In what has become a yearly event, our evil overlords at Apple have announced another new product, the iPhone X. And, as is the new trend, people are either happy, angry, or nihilistically posting memes about the announcement. In celebration of the giant tech company we simply can’t ignore, let’s take a look at iPhone unveilings throughout the years.
Watching the very first iPhone unveiling, they treated it like some kind of mystical event. Steve Jobs explained that he had been waiting for this unveiling for years and even gave a short history of major Apple unveilings, such as 1984’s release of the Macintosh and the 2001 release of the original iPod. He said they were announcing three products: a widescreen iPod, a mobile phone, and a device for online communication, before unveiling the iPhone, which is all three. Well played, Jobs.Apple iPhone X
The announcement was simply fantastic, with humor peppered in, great buildup, and thunderous applause. Cut to one year later, where Jobs introduced the iPhone 3G. After giving a short spiel on the iPhone’s first birthday, Jobs continued with the unveiling. The hype train definitely continued from one year to the next, even though, if we’re being honest, it’s tough to top the unveiling of a device that would change tech forever. However, it did cement the iPhone announcement as a yearly event of sweet, sweet materialism.

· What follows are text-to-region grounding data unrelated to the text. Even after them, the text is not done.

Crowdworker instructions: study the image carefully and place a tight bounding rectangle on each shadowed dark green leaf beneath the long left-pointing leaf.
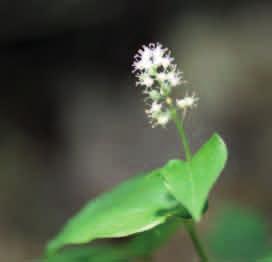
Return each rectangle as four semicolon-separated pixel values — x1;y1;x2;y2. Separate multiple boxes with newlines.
43;218;182;262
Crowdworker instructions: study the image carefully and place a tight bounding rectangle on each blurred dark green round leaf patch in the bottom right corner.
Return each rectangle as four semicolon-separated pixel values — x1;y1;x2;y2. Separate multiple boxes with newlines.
206;206;272;262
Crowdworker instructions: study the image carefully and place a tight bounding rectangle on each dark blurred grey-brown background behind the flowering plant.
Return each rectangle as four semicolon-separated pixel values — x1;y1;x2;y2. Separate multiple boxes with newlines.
0;0;272;262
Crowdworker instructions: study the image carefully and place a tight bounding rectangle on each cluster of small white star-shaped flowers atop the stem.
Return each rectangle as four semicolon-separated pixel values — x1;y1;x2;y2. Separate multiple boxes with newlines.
132;43;198;127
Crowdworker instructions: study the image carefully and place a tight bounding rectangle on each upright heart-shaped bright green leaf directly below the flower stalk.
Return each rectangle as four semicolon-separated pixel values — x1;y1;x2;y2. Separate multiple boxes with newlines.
161;134;227;221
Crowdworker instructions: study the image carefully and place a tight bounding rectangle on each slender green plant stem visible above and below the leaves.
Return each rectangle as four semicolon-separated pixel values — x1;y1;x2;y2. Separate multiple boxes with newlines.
172;109;209;262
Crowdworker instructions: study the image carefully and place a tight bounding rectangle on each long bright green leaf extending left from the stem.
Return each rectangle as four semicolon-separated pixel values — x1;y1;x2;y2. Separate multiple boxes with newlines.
47;170;188;254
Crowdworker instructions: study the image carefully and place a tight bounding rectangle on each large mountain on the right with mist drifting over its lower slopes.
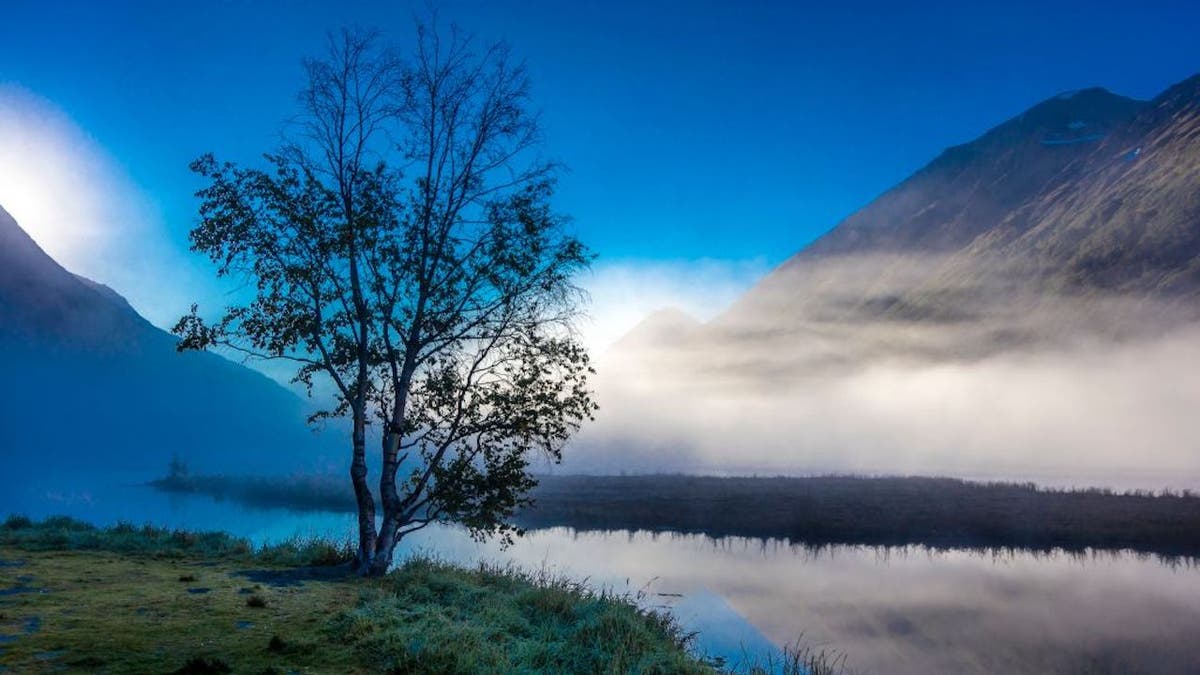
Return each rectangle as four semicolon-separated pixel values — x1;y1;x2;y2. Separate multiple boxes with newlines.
657;76;1200;368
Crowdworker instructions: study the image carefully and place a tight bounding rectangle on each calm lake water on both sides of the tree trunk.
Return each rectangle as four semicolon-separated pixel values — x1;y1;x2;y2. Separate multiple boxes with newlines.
0;475;1200;674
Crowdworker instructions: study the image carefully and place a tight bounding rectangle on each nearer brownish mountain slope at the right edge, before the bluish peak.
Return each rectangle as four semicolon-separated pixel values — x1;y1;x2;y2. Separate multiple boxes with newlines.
968;76;1200;295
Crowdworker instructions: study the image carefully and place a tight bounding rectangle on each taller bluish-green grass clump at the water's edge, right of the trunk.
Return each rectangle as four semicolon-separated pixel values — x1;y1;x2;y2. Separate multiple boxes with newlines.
330;557;714;674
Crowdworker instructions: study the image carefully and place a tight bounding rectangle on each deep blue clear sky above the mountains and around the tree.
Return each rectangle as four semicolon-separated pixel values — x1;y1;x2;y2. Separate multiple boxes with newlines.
0;0;1200;343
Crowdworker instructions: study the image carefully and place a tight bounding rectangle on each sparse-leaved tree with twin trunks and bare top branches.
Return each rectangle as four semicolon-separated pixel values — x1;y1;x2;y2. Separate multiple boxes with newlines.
175;26;595;574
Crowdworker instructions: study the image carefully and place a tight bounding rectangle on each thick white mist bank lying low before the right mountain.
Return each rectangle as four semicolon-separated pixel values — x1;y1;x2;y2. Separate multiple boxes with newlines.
559;257;1200;489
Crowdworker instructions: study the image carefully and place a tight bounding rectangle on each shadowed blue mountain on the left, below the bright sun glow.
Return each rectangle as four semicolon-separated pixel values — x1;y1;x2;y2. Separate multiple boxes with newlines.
0;201;341;490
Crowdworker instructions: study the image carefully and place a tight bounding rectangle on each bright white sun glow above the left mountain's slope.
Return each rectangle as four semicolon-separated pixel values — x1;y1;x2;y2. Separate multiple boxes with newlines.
0;83;211;327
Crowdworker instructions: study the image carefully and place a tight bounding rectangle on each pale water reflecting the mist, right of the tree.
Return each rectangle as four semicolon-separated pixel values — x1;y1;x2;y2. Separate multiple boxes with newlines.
451;530;1200;674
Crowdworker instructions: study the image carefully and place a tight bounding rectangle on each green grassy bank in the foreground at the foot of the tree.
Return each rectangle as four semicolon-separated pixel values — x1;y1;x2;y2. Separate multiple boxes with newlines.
0;516;844;675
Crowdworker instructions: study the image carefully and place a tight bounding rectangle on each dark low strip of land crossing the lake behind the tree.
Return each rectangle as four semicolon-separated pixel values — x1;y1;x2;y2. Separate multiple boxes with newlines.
152;474;1200;558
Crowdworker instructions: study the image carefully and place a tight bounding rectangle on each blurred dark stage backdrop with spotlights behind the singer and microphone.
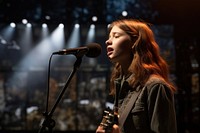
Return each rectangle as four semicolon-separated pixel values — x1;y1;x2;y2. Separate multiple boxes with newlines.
0;0;200;133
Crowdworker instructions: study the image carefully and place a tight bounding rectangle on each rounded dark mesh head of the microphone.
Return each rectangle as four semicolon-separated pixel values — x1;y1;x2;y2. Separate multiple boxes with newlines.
85;43;102;58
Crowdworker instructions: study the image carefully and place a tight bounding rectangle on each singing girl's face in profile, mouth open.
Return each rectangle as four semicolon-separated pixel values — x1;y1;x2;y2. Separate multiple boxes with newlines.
106;26;133;65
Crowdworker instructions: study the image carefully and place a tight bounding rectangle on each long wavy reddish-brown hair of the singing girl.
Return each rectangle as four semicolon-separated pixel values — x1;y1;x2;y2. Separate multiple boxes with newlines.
108;19;176;94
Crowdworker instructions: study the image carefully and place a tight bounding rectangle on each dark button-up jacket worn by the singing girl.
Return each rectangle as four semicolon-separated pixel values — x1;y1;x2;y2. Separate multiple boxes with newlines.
115;77;177;133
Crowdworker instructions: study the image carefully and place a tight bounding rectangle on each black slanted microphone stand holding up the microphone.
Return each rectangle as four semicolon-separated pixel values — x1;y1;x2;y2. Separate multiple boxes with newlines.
38;56;82;133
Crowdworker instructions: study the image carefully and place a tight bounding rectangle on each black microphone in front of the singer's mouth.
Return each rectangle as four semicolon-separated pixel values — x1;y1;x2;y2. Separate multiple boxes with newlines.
53;43;102;58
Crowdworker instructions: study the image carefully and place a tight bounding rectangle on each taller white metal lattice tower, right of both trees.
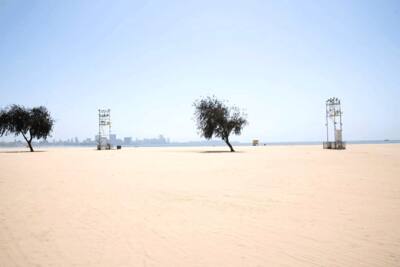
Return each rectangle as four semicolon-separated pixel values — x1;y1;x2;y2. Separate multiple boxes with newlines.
324;97;345;149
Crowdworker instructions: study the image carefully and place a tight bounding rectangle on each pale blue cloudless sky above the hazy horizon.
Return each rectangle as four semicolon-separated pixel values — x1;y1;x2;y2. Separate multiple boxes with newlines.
0;0;400;142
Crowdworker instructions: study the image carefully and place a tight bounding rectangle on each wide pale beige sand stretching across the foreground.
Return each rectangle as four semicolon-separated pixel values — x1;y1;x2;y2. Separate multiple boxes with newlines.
0;145;400;267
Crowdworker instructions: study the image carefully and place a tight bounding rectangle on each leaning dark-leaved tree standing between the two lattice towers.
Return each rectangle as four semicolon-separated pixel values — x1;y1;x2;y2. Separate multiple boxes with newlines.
193;96;247;152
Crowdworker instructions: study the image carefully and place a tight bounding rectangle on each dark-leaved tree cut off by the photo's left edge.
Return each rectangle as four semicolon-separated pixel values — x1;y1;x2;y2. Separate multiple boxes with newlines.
0;105;54;152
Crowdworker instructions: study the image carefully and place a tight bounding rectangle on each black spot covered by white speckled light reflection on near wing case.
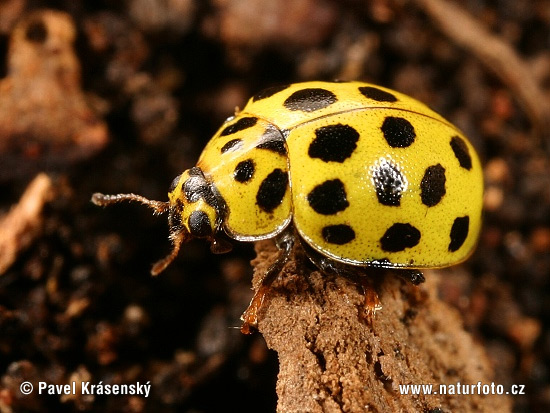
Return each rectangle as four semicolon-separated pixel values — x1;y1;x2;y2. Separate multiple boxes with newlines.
372;158;407;206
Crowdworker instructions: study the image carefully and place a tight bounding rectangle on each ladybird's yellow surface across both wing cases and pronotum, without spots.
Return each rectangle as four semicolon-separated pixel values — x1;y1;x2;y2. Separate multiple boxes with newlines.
193;82;483;268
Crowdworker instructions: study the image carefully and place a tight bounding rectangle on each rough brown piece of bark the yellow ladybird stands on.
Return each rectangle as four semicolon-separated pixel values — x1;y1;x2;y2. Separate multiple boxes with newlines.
253;241;510;412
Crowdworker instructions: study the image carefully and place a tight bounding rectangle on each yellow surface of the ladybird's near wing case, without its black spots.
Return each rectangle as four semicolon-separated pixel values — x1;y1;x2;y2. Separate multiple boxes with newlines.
287;109;483;268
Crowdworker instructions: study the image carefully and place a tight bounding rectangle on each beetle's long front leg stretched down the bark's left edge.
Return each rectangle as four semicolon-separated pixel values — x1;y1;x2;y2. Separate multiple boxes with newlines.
241;232;294;334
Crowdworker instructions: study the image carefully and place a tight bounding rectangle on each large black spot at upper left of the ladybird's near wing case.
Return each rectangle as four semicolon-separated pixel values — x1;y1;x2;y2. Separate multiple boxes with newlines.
308;123;359;163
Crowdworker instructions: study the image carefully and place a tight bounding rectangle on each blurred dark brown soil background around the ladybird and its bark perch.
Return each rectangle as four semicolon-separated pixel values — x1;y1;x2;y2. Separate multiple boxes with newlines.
0;0;550;413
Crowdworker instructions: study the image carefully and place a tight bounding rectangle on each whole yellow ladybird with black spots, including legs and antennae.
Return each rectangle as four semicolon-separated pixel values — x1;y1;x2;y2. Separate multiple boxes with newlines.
92;82;483;333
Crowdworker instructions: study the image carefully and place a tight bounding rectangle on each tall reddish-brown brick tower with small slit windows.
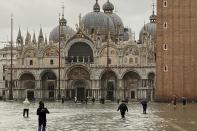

By the time Steve Jobs’ final keynote came around in 2011, the iPhone hype train was at full speed. Like an episode of a late night show, the applause bled right into the beginning of his speech. While his announcements weren’t anything outstanding (focusing on iCloud and new iOS features), this may have been the peak of Apple’s positive hype.
Jumping to the next year, the first with Tim Cook as CEO, you can definitely feel a different vibe. While Jobs had a certain energy and humor throughout each presentation, Cook definitely seemed a bit more reserved, something he grew into more as the years went on.
However, not long after this the backlash would begin. Not so much during the actual event, as I’m pretty sure rabid Apple fans would tear apart anyone that would question the divine knowledge of the company. Rather, this could be felt in the response online. A perfect example of this is 2014, in which the company announced that a U2 album would be automatically downloaded along with the iPhone 6. Remember when that was the biggest thing people had to be worried about?
This backlash has in itself become an almost yearly event. Just look at the iPhone 7 announcement last year, where people questioned the removal of the headphone jack, seeing it as a bit of a cash grab, which, come on, it kind of was. And now we have the iPhone X announcement, the latest that has prompted mixed feelings from longtime iPhone fans due to its high price and superfluous technology. But let’s be honest, people are going to forget about that quickly and buy it anyways.
Apple will keep making iPhones and creating hype as long as the company is profitable, which will probably be forever. However, this recent trend of immediate backlash has added an entirely new layer to the hype train, truly meaning that there’s no such thing as bad publicity.